Il attend donc qu'un autre individu parle lui aussi en mal de cette personne. Ensuite, il se joint à lui pour témoigner et accuser.
[Hakdamot Likouté Torah v'Shas]

Bouger les lèvres après la mort

La guémara (Yébamot 97a) nous enseigne que tout érudit de la Torah décédé, dont un enseignement est cité en ce monde, "ses lèvres bougent dans la tombe" (siftotav dovévot bakéver).

Ce principe (siftotav dovévot bakéver) ne s'applique pas seulement au cas précis mentionné par la guémara, mais s'applique également à celui qui dédie un séfer, comme l'écrit le 'Hafets 'Haim à propos de rabbi Yaakov Broyde.
De même, cela s'applique à une personne qui soutient la Torah, par exemple en donnant de l'argent aux yéchivot.

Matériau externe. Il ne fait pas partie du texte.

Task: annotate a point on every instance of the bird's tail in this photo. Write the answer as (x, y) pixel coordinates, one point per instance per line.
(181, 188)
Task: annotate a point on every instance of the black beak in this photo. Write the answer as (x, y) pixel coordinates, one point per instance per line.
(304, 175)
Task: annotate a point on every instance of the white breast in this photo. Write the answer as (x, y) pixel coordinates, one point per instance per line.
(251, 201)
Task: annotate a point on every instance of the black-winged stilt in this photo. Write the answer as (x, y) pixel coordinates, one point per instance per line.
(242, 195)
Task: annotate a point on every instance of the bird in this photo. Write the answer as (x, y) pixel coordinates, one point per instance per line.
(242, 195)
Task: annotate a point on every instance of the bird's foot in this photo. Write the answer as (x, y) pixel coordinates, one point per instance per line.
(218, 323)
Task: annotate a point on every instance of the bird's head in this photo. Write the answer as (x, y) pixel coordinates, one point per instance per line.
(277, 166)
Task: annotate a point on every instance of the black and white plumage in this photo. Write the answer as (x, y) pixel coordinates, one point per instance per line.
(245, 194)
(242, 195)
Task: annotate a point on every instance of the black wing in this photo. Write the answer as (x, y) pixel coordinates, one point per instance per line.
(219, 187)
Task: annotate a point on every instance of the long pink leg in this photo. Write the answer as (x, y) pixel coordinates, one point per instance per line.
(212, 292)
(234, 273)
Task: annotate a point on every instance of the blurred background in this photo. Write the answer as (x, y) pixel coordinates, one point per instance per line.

Il arrive parfois qu’une personne soit envahie par des pensées négatives visant à lui faire croire qu’elle n’a aucun espoir pour l’au-delà.
Cette personne doit savoir avec certitude qu’elle est sur le point d’atteindre un niveau spirituel très élevé : celui de se connecter avec Hachem sans chercher à obtenir de récompense, mais en étant animée par un amour intellectuel pur.
[rav Avraham Kook - Kévatsim Yad Kodcho 1 - pinkas 5:35 ]

"Heureux ceux qui font la charité en tout temps" (achré ... assé tsédaka bé'hol ét - Téhilim 106,3).
Comment peut-on faire la charité à tout moment?
Il s'agit d'une référence à celui qui pourvoit aux besoins de ses enfants lorsqu'ils sont jeunes. [guémara Kétoubot 50a]

En effet, on peut accomplir une mitsva lorsqu'on gagne de l'argent, parce qu'on recueille des fonds qui serviront à nourrir ses jeunes enfants. Même dans ce cas, on doit veiller à mener ses affaires honnêtement, afin que la mitsva soit accomplie de manière appropriée.